My throat is already growing tight, but I keep going.

“I’ve been thinking about that a lot lately.

About how long you must have carried that fear.

Wondering if I’d hate you for it. If I’d understand.

Knowing you wouldn’t be here to explain yourself, or defend what you did, or make it right in my eyes.

” I swallow. “You carried all of that alone. For years.”

I shake my head slowly. “You probably worried it would change how I remembered you. How I remembered our life in Ashvale. Like the truth might poison it somehow.”

It doesn’t. It never could.

“But you never needed my forgiveness,” I say softly. “Because you didn’t do anything wrong. You made the only choice you had. And you made it for me.”

The cold air burns my tight lungs on my next slow inhale.

“I need you to know that I see it now. What you gave up. How much it cost you. It kept me safe. It brought me back here, exactly the way you planned.” My eyes start to sting and then a few tears fall, instantly cooling on my cheeks.

“Thank you for protecting me, even when you had to do it alone. Even when it took everything from you. And thank you for making sure I would find my way back to Rennick.”

With that, I open the urn and gently tip it, letting her ashes fall onto the earth above her mate’s grave. The act in itself is full circle. She returned me to mine, and now I can return the favor.

When it’s empty, I carefully bury the ashes beneath a layer of snow, smoothing it until the grave nearly looks untouched again.

I step away, turning to leave, but stop myself one last time.
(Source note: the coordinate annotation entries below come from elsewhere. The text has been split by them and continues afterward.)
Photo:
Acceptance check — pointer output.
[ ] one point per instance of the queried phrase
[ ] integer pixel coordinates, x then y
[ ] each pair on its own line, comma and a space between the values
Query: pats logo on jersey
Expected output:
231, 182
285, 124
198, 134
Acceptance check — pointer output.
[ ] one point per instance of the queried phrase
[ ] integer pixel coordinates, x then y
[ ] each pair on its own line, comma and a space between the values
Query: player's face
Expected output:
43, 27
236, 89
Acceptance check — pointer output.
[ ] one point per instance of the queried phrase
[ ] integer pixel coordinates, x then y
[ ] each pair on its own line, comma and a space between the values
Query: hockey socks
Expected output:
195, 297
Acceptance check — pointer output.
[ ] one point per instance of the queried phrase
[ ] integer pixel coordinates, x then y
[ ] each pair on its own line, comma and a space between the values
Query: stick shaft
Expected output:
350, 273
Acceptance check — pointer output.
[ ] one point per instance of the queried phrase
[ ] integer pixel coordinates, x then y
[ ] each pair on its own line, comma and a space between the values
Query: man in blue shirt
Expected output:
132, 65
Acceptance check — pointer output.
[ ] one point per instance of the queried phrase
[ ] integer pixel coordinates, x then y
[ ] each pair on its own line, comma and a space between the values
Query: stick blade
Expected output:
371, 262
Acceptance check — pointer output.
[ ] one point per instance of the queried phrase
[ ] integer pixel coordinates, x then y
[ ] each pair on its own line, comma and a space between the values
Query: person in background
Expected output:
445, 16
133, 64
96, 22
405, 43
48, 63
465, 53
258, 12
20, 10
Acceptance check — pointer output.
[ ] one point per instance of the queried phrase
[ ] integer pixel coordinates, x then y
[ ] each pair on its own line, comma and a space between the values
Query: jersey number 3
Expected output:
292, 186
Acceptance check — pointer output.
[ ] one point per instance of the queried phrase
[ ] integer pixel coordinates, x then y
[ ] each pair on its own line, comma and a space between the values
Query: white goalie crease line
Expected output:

“If you see Rhosyn,” I murmur, shifting on my feet and swallowing hard, “she’s probably in need of a mom right about now, and I’ve got a pretty good one she can borrow for a while.” My chest pangs, the ache making my breath stumble. “Take care of each other, okay?”

I reach out and tap the top of my father’s headstone once, a small gesture that feels both childish and required, then finally turn away for real.

The walk back to the Jeep is quiet except for the wind and the crunch of snow under my boots. The cold seems to be cutting deeper now that I don’t have the weight of my task to distract me from it.

I’m halfway there when my senses catch on something new, a presence moving through the snow with a familiar ease that makes my wolf lift her head and perk up, attention snapping alert but pleased all at once.

Her tail flicks, a quiet, eager little rhythm beneath my skin, already responding to what she’s picked up on a heartbeat before I do.